ロイターがまとめた市場予想(関税を除いたベース)は0.1%上昇だった。

輸入物価の予想外の下落は、先に発表された5月消費者物価指数(CPI)の伸びが予想を下回ったことと相まって、米連邦準備理事会(FRB)による9月利下げ期待を維持することとなった。

FWDBONDSのチーフエコノミスト、クリストファー・ラプキー氏は「FRB政策決定者は今週の米連邦公開市場委員会(FOMC)までにインフレに期待通りの動向を見ることはできなかったが、見通しには変化の風が吹いている。9月に最初の利下げが行われる可能性は否定しない。輸入品価格の下落は、インフレに疲れた消費者に歓迎されるに違いない」と述べた。

5月の前年同月比は1.1%上昇した。

5月は燃料価格が2.0%下落。4月は4.1%上昇だった。

食品価格は1.6%下落。4月は1.3%上昇だった。

燃料と食品を除くコア輸入物価指数は0.2%下落。4月は0.6%上昇だった。前年同月比では0.1%上昇した。

資本財は0.1%下落で、4月の0.1%上昇から反転した。

自動車・部品・エンジンは0.1%下落。4月は0.4%上昇だった。

消費財は0.2%下落し、3カ月連続のマイナスとなった。

中国からの輸入物価指数は0.2%下落。前月まで2カ月連続で横ばいだった。前年同月比は2.1%下落。

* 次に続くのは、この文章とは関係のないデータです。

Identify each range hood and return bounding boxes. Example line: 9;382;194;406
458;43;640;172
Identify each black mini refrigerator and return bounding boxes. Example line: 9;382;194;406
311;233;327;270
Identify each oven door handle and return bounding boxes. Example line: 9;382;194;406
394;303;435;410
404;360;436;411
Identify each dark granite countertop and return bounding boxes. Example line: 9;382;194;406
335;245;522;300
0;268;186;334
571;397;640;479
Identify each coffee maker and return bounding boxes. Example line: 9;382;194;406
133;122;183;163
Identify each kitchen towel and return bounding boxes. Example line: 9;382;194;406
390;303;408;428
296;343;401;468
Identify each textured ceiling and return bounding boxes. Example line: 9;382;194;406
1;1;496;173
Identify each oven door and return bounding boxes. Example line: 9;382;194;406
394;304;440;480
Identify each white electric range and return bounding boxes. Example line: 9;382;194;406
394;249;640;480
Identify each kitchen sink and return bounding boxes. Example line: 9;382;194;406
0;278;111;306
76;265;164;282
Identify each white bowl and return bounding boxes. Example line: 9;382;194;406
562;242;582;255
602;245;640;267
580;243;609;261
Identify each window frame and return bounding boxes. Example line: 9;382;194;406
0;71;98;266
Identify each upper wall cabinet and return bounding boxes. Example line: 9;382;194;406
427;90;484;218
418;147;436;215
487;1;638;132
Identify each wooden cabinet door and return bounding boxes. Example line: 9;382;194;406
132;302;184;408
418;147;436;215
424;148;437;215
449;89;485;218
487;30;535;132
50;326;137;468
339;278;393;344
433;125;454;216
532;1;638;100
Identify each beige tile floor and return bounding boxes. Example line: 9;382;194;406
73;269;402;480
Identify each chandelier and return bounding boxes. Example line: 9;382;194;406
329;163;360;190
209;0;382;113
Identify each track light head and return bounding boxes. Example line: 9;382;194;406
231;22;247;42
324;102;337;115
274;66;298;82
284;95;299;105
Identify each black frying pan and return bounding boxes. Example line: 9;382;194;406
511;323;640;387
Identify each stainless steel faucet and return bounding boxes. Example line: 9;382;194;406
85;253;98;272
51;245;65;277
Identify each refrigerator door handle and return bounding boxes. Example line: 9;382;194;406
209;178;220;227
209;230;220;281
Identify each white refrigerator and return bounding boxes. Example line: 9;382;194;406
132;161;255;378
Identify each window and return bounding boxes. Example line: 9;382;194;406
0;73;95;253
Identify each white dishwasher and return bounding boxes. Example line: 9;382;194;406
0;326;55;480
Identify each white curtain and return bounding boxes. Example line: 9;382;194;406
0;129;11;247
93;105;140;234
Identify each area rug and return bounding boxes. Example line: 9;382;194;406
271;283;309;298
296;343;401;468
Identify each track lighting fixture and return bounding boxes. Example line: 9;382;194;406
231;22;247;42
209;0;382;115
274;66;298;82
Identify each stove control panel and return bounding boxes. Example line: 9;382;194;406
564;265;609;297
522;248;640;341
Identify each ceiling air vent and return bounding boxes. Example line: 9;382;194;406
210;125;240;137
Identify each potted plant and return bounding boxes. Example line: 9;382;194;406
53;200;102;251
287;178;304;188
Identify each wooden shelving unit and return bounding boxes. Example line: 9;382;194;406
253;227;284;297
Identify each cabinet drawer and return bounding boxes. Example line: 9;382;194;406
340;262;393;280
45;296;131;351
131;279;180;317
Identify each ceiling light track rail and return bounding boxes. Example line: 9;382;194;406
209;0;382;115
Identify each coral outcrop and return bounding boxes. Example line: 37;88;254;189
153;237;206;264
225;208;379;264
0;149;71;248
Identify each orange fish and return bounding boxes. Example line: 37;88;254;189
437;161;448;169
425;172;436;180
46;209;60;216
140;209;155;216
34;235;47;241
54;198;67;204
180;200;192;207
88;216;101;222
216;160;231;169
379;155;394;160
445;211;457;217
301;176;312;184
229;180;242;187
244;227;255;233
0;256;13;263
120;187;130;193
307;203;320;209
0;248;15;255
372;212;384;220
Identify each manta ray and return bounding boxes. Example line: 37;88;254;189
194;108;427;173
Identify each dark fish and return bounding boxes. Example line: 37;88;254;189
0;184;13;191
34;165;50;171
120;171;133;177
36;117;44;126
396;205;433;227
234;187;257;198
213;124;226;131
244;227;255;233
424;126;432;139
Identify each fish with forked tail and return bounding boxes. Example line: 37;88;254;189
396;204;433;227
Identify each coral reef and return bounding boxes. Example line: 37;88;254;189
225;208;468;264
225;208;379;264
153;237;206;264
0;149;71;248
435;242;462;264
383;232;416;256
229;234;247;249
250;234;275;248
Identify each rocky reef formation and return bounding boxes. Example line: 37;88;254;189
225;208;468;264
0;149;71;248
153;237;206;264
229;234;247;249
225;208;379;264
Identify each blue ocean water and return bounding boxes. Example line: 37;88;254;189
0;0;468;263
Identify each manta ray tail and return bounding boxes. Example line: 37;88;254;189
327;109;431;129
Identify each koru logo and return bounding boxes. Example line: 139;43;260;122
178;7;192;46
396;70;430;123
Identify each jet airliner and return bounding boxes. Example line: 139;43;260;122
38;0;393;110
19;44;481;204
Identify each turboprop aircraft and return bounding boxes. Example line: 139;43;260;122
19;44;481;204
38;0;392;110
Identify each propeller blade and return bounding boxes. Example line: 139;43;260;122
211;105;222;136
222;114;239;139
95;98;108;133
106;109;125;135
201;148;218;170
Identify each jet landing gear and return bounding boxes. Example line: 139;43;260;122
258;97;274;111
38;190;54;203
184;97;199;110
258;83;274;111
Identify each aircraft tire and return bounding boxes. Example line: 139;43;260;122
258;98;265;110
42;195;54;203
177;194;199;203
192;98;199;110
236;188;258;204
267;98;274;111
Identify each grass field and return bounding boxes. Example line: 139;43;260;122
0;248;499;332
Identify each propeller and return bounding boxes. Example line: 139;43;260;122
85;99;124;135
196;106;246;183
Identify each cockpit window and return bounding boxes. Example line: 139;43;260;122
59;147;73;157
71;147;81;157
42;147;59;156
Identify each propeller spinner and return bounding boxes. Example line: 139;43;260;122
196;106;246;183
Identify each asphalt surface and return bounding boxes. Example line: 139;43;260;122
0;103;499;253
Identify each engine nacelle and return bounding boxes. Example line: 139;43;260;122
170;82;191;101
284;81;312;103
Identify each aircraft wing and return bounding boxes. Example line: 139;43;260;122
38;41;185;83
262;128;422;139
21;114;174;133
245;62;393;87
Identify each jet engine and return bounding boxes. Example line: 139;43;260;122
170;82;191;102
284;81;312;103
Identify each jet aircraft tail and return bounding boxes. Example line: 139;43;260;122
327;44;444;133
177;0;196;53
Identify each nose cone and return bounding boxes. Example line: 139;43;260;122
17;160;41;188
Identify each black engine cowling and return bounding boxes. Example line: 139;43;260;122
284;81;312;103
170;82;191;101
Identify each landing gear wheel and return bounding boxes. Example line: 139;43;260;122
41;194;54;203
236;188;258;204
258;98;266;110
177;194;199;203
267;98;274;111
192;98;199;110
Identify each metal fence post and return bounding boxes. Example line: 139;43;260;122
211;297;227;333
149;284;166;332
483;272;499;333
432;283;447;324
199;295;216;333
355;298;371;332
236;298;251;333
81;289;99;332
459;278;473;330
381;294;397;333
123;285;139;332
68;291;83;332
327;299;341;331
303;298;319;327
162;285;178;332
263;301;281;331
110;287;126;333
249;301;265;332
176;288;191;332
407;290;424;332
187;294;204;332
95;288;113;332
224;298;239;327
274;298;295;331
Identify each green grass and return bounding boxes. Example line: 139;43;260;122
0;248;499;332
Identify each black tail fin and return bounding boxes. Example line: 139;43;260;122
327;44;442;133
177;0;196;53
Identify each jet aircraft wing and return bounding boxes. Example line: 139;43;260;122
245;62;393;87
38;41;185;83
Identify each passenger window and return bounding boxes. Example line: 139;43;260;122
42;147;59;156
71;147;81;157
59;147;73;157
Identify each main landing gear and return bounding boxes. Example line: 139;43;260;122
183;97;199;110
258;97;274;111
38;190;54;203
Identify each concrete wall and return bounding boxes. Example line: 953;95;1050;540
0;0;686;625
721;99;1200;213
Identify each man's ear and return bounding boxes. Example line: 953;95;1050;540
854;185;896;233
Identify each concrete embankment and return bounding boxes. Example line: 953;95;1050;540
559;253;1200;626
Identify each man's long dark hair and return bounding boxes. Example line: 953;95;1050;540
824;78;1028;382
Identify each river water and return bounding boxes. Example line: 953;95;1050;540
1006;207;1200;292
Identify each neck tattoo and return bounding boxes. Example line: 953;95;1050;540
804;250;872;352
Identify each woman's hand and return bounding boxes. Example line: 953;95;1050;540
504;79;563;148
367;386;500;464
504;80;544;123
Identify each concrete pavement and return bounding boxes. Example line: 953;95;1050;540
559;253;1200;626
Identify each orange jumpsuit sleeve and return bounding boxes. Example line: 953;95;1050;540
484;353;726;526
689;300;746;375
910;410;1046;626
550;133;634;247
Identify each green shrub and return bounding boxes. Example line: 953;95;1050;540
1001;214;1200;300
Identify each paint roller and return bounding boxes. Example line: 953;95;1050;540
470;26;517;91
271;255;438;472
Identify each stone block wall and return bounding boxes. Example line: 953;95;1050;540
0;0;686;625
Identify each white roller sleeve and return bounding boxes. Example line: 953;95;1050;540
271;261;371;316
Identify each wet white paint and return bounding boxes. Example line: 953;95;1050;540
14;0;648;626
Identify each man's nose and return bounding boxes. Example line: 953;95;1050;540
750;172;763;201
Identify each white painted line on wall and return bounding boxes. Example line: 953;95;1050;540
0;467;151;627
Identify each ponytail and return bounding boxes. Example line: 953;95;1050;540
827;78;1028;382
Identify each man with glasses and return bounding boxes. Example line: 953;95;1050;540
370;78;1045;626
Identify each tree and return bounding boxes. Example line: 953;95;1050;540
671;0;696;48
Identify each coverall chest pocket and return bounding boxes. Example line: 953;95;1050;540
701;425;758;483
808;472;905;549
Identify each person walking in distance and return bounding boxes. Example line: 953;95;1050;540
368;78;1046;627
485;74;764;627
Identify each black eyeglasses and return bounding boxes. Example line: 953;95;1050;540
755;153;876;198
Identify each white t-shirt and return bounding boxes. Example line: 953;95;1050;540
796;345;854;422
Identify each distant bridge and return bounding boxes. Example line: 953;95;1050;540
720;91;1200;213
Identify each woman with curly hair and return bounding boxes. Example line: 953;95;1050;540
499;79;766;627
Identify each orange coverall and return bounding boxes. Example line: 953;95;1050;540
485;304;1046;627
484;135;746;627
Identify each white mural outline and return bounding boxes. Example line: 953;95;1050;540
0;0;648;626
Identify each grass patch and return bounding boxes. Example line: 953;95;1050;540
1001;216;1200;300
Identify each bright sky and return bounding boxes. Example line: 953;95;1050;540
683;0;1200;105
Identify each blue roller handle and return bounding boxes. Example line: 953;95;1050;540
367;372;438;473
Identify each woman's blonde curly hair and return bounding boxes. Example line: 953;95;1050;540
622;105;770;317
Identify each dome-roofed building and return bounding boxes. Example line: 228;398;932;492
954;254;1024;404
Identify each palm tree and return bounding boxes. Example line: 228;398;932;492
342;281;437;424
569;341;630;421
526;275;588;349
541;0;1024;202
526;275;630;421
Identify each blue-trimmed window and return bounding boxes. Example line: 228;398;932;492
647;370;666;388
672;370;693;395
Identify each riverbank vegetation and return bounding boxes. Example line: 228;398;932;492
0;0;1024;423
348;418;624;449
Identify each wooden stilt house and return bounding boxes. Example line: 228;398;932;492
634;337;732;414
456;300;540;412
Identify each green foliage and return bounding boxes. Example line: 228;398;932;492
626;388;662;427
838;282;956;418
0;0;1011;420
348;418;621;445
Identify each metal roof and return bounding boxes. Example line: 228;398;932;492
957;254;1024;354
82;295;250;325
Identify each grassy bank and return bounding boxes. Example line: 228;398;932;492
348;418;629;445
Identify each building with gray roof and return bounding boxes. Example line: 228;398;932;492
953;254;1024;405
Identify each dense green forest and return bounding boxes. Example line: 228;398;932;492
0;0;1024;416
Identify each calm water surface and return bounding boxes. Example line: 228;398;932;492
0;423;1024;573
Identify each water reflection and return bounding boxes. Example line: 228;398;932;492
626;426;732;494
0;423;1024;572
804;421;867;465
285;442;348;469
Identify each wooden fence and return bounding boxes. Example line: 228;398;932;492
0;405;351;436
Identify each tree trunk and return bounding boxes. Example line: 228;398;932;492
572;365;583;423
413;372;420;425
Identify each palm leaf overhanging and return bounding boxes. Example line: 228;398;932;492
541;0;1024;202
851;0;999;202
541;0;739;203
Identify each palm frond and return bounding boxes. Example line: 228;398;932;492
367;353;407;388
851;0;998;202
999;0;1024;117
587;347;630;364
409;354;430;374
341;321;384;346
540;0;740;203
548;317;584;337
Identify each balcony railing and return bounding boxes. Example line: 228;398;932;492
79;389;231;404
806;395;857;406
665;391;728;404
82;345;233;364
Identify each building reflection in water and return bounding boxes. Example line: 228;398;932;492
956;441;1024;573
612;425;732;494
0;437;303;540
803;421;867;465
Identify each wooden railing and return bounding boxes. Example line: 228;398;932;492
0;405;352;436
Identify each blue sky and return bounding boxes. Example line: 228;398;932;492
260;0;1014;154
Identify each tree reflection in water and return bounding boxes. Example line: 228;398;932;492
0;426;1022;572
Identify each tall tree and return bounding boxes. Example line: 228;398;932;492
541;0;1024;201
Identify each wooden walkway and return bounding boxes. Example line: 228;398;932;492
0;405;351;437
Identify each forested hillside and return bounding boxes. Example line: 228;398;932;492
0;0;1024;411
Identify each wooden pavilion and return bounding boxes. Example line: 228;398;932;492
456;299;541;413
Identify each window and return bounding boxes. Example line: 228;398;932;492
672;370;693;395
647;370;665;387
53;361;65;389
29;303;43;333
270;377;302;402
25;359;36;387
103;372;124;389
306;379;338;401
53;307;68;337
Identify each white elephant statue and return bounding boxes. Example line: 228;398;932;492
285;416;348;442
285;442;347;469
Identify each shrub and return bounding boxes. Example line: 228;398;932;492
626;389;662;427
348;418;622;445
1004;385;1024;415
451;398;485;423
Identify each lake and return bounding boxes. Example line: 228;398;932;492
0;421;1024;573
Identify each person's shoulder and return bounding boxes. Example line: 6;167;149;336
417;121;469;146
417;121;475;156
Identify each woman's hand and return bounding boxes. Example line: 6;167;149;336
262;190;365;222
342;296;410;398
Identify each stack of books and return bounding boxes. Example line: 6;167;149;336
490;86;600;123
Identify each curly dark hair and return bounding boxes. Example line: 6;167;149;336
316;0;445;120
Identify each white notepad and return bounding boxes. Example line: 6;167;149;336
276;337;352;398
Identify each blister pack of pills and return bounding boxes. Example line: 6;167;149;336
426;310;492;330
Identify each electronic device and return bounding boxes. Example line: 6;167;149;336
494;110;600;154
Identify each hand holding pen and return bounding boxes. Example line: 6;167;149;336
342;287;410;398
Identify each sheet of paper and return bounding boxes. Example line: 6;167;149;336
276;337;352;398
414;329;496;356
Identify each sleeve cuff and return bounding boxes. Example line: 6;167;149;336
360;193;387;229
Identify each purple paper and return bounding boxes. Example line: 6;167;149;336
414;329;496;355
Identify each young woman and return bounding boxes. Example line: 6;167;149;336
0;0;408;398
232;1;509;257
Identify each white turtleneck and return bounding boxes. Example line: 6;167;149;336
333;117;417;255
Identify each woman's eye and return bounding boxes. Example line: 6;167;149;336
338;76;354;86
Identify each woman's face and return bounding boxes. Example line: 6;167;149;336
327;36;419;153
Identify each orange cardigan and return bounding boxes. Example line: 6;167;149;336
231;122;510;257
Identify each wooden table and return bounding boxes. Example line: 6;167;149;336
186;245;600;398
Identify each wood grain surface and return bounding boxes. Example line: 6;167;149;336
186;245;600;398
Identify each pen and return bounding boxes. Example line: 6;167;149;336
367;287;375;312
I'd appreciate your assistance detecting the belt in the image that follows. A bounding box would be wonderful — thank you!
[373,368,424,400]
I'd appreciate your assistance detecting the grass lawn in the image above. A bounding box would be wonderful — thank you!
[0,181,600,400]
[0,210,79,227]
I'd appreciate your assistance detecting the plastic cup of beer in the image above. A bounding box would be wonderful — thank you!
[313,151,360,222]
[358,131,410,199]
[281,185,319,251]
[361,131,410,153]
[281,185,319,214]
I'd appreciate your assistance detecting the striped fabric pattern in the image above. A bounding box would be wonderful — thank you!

5月の輸出物価は0.6%下落し、前月の0.6%上昇から反転した。前月比では12月以来の下落で、非農産物の輸出物価の0.8%下落が響いた。一方、農産物の輸出物価は、小麦、果物、トウモロコシ、肉類の価格上昇により0.5%上昇した。

輸出物価の前年同月比は0.6%上昇。4月は0.9%下落していた。